Sintió que se le aceleraba el pulso, como un martillo en el pecho. Esta vez no había duda.
No era un sueño.
Caminó de espaldas, desencajada, buscando algún lugar donde esconderse. Se agachó tras una mesa de laboratorio, intentando respirar.
No se oía nada. Todo estaba en el más absoluto silencio, tanto el laboratorio como el pasillo. «Esto es una tontería —pensó—. La puerta está cerrada. No puede entrar.» Pasó un minuto. Mientras Nora seguía agazapada, respirando deprisa, sucedió algo extraño. El miedo que se había apoderado instintivamente de ella desapareció, dejando su sitio a la Fabia.
Se levantó despacio. La ventanilla seguía vacía.
Su mano se movió por el tablero de la mesa hasta coger un cilindro graduado de pyrex y levantarlo de su soporte. Le dio un golpe brusco contra el borde del soporte, para romper la punta. Luego sus movimientos se hicieron más rápidos: se acercó a la puerta e intentó marcar el código, aunque le temblaran los dedos. Lo consiguió al tercer intento. Abrió la puerta de golpe y salió al pasillo.
Al fondo, a la vuelta de la esquina, se oyó una puerta cerrándose.
—¡Fearing!
Echó a correr con todas sus fuerzas hacia allá. En el pasillo había muchas puertas, pero solo una cerca de la confluencia. Cogió el tirador, y al comprobar que no estaba cerrado, abrió de par en par la puerta.
Palpó la pared buscando los interruptores, que encendió con dos pasadas de la mano.

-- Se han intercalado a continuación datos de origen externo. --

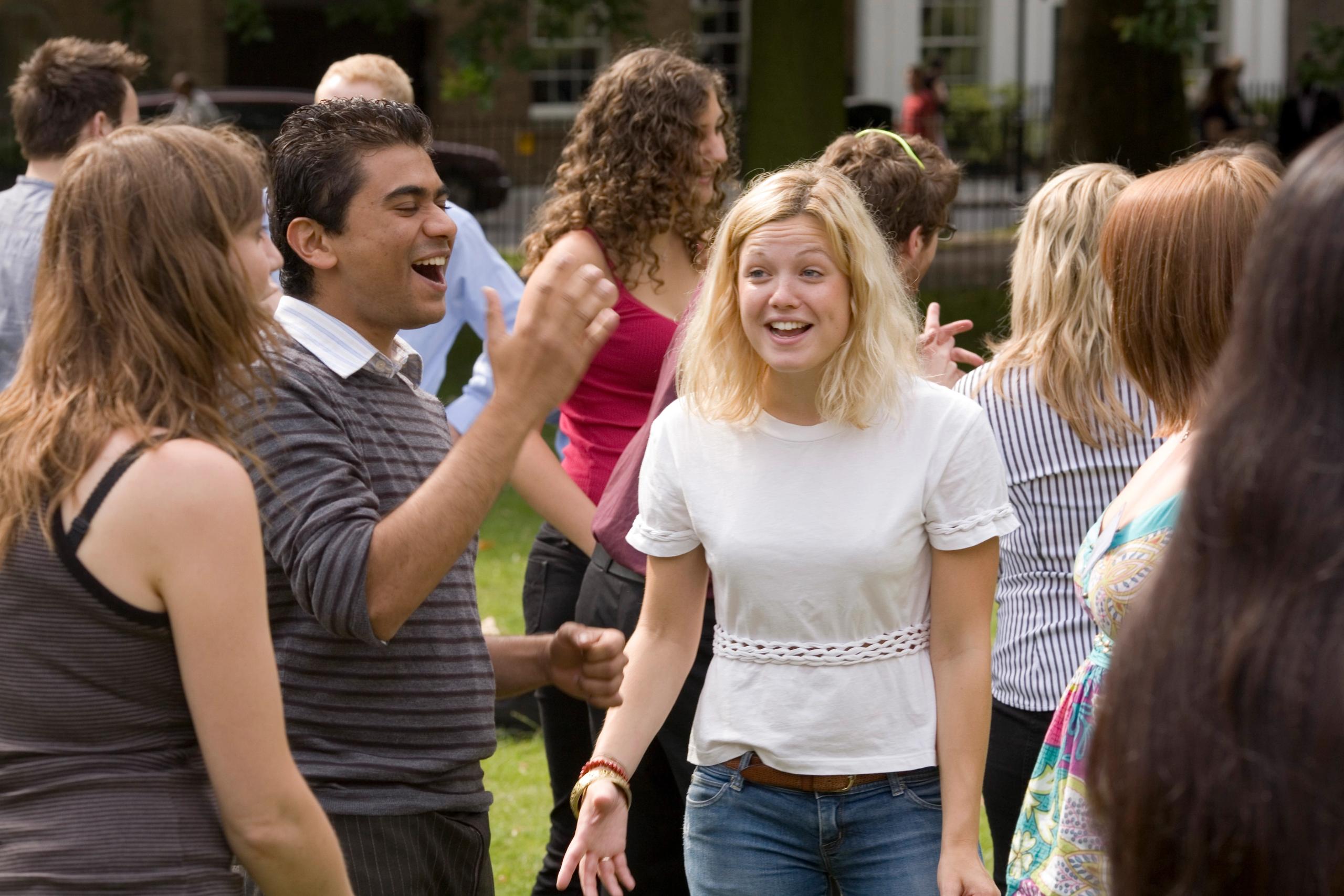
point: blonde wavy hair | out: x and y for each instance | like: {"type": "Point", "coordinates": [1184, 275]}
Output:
{"type": "Point", "coordinates": [142, 318]}
{"type": "Point", "coordinates": [878, 361]}
{"type": "Point", "coordinates": [1059, 324]}
{"type": "Point", "coordinates": [628, 170]}
{"type": "Point", "coordinates": [378, 70]}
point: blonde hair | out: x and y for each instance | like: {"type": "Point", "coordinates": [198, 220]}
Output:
{"type": "Point", "coordinates": [382, 71]}
{"type": "Point", "coordinates": [866, 378]}
{"type": "Point", "coordinates": [1172, 251]}
{"type": "Point", "coordinates": [142, 318]}
{"type": "Point", "coordinates": [1061, 305]}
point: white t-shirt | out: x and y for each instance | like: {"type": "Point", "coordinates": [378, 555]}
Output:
{"type": "Point", "coordinates": [819, 544]}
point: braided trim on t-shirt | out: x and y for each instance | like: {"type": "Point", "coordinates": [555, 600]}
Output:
{"type": "Point", "coordinates": [971, 522]}
{"type": "Point", "coordinates": [802, 653]}
{"type": "Point", "coordinates": [662, 535]}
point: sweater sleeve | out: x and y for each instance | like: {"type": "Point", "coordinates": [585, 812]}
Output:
{"type": "Point", "coordinates": [318, 507]}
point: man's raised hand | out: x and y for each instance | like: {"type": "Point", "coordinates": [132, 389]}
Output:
{"type": "Point", "coordinates": [565, 319]}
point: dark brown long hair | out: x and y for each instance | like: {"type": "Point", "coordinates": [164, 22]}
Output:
{"type": "Point", "coordinates": [1220, 742]}
{"type": "Point", "coordinates": [629, 166]}
{"type": "Point", "coordinates": [142, 319]}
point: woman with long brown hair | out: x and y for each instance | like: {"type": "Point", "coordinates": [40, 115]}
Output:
{"type": "Point", "coordinates": [1220, 742]}
{"type": "Point", "coordinates": [142, 731]}
{"type": "Point", "coordinates": [1171, 253]}
{"type": "Point", "coordinates": [637, 191]}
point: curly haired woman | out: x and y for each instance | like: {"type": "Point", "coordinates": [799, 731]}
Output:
{"type": "Point", "coordinates": [637, 190]}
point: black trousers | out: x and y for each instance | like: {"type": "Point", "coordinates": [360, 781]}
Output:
{"type": "Point", "coordinates": [550, 592]}
{"type": "Point", "coordinates": [612, 597]}
{"type": "Point", "coordinates": [1015, 739]}
{"type": "Point", "coordinates": [433, 853]}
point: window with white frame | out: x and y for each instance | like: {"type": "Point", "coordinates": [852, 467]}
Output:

Tenía delante una sala de la que había oído hablar, pero que nunca había visto; uno de los depósitos más legendarios del museo. Donde en otros tiempos había estado el generador, ahora se guardaba la colección de esqueletos de ballena. Los enormes huesos y cráneos, algunos tan grandes como autobuses, estaban colgados del techo con cadenas. Si los hubieran colocado en el suelo, se habrían deformado y roto por su propio peso. Todos los esqueletos estaban tapados con láminas de plástico, que colgaban prácticamente hasta el suelo, como sudarios, formando una especie de lecho marino de huesos tapados. A pesar de las hileras de fluorescentes del techo, seguían siendo pocos para una sala tan grande, y la iluminación creaba un ambiente velado, casi submarino.